Estos cambios en las rutas comerciales podrían significar cambios centrados en la distribución de materias primas, que es mucho más rentable, y regresar a fábricas más locales y regionales más cerca del punto de consumo. Combinado con la impresión 3D, esto podría significar una reducción en el uso de envases y plásticos y productos de transporte más fáciles. Mientras tanto, las personas podrían estar usando carreteras más inteligentes que hacen uso de su conectividad y sensores para optimizar los tiempos pico de viaje, o incluso alertar a las oficinas de que sus trabajadores se están acercando, por ejemplo. En estos escenarios, las personas y las mercancías se transportan de formas dramáticamente diferentes.

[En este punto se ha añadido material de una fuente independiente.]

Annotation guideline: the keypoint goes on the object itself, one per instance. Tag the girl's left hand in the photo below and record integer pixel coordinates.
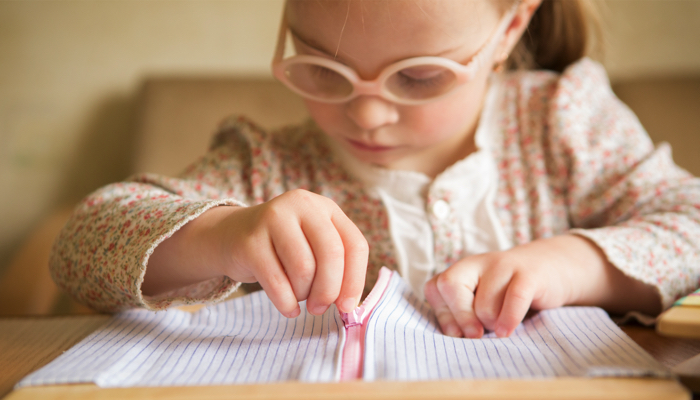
(495, 290)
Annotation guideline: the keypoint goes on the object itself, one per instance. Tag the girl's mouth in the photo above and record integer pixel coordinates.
(369, 147)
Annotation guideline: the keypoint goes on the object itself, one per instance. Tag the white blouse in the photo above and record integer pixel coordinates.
(472, 184)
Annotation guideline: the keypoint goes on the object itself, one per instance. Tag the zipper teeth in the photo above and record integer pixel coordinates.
(355, 325)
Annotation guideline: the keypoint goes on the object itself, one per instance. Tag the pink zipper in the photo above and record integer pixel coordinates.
(355, 327)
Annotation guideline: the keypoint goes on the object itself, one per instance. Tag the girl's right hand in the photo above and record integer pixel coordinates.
(298, 246)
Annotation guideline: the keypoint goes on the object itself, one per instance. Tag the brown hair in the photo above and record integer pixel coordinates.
(560, 33)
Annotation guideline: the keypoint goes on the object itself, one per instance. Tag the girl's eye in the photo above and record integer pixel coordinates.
(409, 81)
(320, 72)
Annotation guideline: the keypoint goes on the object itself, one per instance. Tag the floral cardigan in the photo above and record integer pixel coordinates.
(570, 157)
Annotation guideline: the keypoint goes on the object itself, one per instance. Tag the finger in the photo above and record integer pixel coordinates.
(442, 311)
(295, 255)
(355, 262)
(457, 285)
(517, 302)
(488, 299)
(274, 282)
(329, 254)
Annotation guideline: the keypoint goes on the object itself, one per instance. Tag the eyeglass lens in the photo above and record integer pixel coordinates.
(416, 83)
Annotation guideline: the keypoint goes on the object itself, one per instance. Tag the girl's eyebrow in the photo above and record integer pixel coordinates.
(310, 43)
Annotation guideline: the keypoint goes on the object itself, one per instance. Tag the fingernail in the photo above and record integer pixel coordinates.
(453, 331)
(293, 314)
(318, 310)
(501, 332)
(348, 305)
(472, 332)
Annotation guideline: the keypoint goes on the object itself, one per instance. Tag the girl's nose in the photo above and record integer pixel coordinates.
(371, 112)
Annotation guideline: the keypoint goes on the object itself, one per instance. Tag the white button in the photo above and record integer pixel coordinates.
(441, 209)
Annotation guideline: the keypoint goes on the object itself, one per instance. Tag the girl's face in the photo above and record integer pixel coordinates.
(369, 35)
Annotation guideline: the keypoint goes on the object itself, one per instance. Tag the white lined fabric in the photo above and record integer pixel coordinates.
(244, 340)
(403, 342)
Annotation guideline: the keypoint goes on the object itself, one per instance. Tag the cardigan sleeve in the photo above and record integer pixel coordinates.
(624, 194)
(101, 254)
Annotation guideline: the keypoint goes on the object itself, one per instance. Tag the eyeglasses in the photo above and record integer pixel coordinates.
(413, 81)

NUEVOS MATERIALES, NUEVOS MÉTODOS

Una cosa que está clara sobre el futuro es que la infraestructura del mañana no será solo un reemplazo de lo que tenemos hoy. La infraestructura se construirá con nuevos materiales que se crean de nuevas formas y se construyen utilizando nuevos métodos.

“En el mundo occidental, hay un déficit de infraestructura. Hemos retrasado el mantenimiento, por lo que veremos una gran cantidad de construcción y reconstrucción de infraestructura ”, dice Hiemstra. “Y parte de eso es lidiar con cosas que tienen 100 años o más y se están rompiendo. En el futuro, crearemos mucha más resiliencia en nuestra infraestructura para el clima y las grandes tormentas “. Se están desarrollando resinas epóxicas autorreparables que recubren el hormigón y el acero y permitirán que los puentes y otras estructuras metálicas se “curen” por sí mismos de los daños, mientras resisten mejor el clima y la oxidación. Los edificios y otras estructuras serán más inteligentes y, utilizando sus sensores y conectividad, se controlarán a sí mismos para detectar la descomposición. Se utilizarán más polímeros de carbono que sean resistentes a la oxidación para permitir la construcción de puentes livianos y también para proteger contra el clima y los terremotos. El uso y el consumo de energía serán un factor importante en el futuro desarrollo de la infraestructura. Los nuevos métodos de preparación de acero y hormigón, como el uso de espejos para alimentar hornos de alta intensidad, reducirán la cantidad de energía y las emisiones de carbono asociadas con el desarrollo de infraestructura: ya no será necesaria la quema de combustibles fósiles.